La UE frente a Israel: sanciones, equilibrios diplomáticos y tensiones internas en España
Europa camina por la cuerda floja en su relación con Israel. La Comisión Europea ha dado un paso inédito al aprobar la cancelación parcial del acuerdo comercial con el Gobierno de Netanyahu como medida de presión por la guerra en Gaza. Se trata de un gesto político de gran calado, aunque con un matiz importante: serán los Estados miembros –entre ellos España– los que decidan si la medida se traduce en hechos. Esa cautela refleja las tensiones que atraviesan a la propia Unión, atrapada entre la condena a la violencia y la necesidad de preservar sus equilibrios diplomáticos.

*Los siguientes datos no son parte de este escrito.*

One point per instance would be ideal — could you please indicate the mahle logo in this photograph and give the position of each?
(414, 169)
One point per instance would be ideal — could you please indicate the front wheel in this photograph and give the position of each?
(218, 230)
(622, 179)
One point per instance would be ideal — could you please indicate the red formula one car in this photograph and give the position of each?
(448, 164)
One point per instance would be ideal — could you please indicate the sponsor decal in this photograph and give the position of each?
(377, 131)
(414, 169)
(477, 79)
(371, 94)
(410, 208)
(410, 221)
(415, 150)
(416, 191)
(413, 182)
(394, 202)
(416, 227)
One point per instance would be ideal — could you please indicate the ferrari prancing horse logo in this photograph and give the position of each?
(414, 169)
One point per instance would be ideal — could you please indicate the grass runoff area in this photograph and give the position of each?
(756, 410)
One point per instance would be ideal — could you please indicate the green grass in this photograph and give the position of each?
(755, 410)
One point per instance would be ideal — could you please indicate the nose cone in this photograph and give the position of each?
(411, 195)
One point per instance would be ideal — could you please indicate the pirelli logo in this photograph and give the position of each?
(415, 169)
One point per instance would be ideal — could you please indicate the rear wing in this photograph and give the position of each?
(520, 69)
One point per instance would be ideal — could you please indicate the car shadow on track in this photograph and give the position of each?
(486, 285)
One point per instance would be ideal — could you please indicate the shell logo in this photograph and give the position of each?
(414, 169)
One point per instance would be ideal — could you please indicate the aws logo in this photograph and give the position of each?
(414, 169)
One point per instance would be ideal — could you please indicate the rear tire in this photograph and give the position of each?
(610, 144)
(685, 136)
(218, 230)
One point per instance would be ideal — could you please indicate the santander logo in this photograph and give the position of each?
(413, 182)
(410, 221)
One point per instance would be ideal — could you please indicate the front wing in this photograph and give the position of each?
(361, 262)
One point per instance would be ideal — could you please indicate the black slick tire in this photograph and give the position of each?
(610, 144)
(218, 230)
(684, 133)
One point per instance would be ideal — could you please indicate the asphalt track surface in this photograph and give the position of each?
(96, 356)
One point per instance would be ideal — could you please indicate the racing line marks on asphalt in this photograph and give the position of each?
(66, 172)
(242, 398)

La respuesta israelí no se hizo esperar. El ministro de Finanzas fue claro: su Gobierno ya negocia con Washington cómo repartirse la Franja y no dudará en responder contra la UE si se aplican las sanciones anunciadas. Al mismo tiempo, Israel ha exigido la evacuación forzosa de cientos de miles de civiles en Gaza, en un plazo de apenas 48 horas, y se acumulan denuncias de ataques contra hospitales, según el Ministerio de Sanidad gazatí. El conflicto, lejos de encaminarse hacia un alto el fuego, se recrudece con un lenguaje cada vez más deshumanizado. Cada día, muertos y más muertos.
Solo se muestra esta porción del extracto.